Зазвонил телефон. Я была настолько поглощена чтением, что едва не прозевала звонок.
— Компания «Прескотт». Чем могу вам помочь?
— Это вы проводите распродажу? — спросила незнакомка. — Как к вам доехать?
Покончив с объяснениями и повесив трубку, я снова погрузилась в чтение. После войны, в 1957 году, Хельга Брендер, которая к тому времени стала женой некоего Мейсона и жила в Лондоне, обратилась с просьбой к правительству Австрии найти и вернуть пропавшие полотна. Австрийские чиновники, конечно, пообещали сделать все возможное, но так и не известно, предприняли для этого какие-нибудь шаги или просто зарегистрировали прошение.

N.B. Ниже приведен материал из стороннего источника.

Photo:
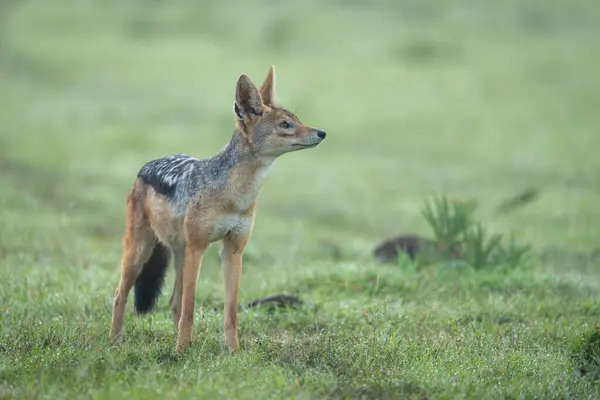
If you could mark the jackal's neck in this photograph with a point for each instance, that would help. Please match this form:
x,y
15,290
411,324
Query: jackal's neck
x,y
245,171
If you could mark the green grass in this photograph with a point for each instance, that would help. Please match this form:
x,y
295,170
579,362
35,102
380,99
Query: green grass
x,y
475,99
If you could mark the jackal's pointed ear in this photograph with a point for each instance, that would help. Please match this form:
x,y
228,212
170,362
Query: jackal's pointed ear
x,y
247,98
268,89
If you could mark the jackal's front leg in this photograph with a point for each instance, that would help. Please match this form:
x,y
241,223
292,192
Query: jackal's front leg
x,y
231,259
191,268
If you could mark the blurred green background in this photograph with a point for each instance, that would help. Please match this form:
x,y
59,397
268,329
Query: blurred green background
x,y
476,99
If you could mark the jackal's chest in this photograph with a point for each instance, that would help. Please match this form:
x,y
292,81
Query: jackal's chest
x,y
229,223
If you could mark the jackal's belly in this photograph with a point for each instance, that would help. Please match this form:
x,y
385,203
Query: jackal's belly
x,y
225,224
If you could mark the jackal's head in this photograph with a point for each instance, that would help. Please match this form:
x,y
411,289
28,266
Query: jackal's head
x,y
270,129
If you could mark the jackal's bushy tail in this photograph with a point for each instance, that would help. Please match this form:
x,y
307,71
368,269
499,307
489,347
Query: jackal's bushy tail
x,y
149,283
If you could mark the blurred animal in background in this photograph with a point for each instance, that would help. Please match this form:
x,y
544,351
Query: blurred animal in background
x,y
414,246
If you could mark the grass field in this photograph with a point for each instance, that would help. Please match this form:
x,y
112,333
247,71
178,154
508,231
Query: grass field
x,y
476,99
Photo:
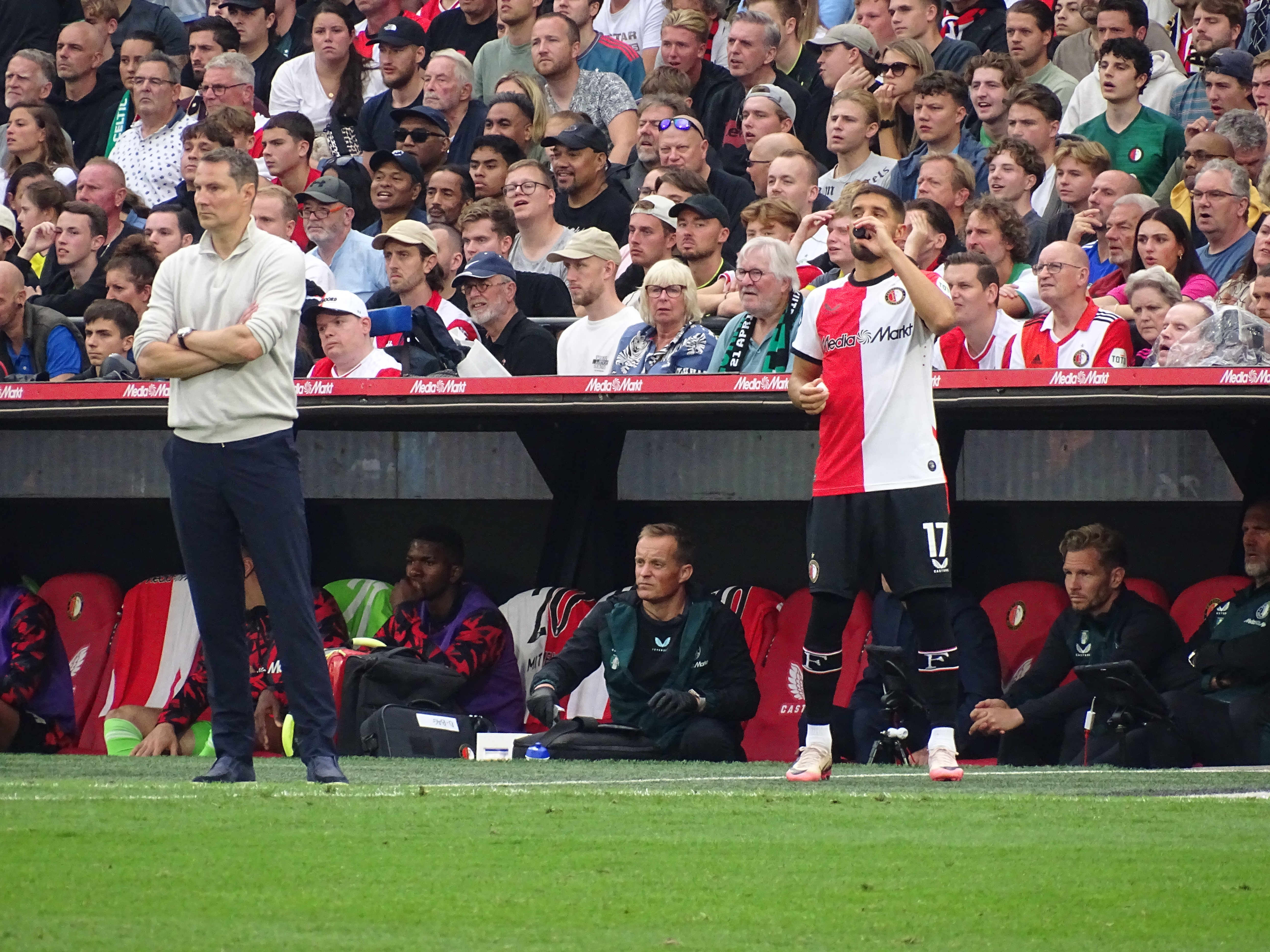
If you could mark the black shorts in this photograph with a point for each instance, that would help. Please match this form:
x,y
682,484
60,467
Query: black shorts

Почти пятьдесят лет спустя поиски продолжил Мортимер Мейсон, сын Хельги. Он и был указан на сайте в качестве контактного лица.
Ошеломленная полученными сведениями, я уставилась в пространство.
— Все идет отлично! — влетела Гретчен, но, заметив мое состояние, запнулась и склонила голову набок. — С тобой все в порядке?
— Что? — встрепенулась я, с трудом переключая на нее внимание.
— Ты себя нормально чувствуешь? А то у тебя довольно странный вид.
— Да, со мной все хорошо. — Я быстро внесла ссылку в «Избранное» и вышла из Сети. — Как там Эрик?
— Хорошо. Он сказал, что ему не нужна помощь.
— Замечательно, — кивнула я.
— Звонки были?
— Всего один. Женщина просила рассказать, как к нам доехать.
Гретчен уселась за свой стол и вскоре быстро застучала по клавиатуре компьютера. Потом раздался телефонный звонок, и она, как обычно, на него ответила.
А я продолжала пребывать в прострации из-за того, что мистер Грант оказался владельцем Ренуара, украденного нацистами. С одной стороны, вполне вероятно, что сделка была законной. Он мог ничего не знать об этой неприглядной истории. Но с другой стороны, он был слишком умным и опытным бизнесменом, чтобы купить многомиллионную вещь, не проверив ее подлинности. А поскольку он не упомянул о Ренуаре в ходе наших бесед, то скорее всего он был в курсе приключений картины. «Либо сам украл, либо приобрел у вора, — твердила я мысленно и тут же возражала себе: — Не может быть».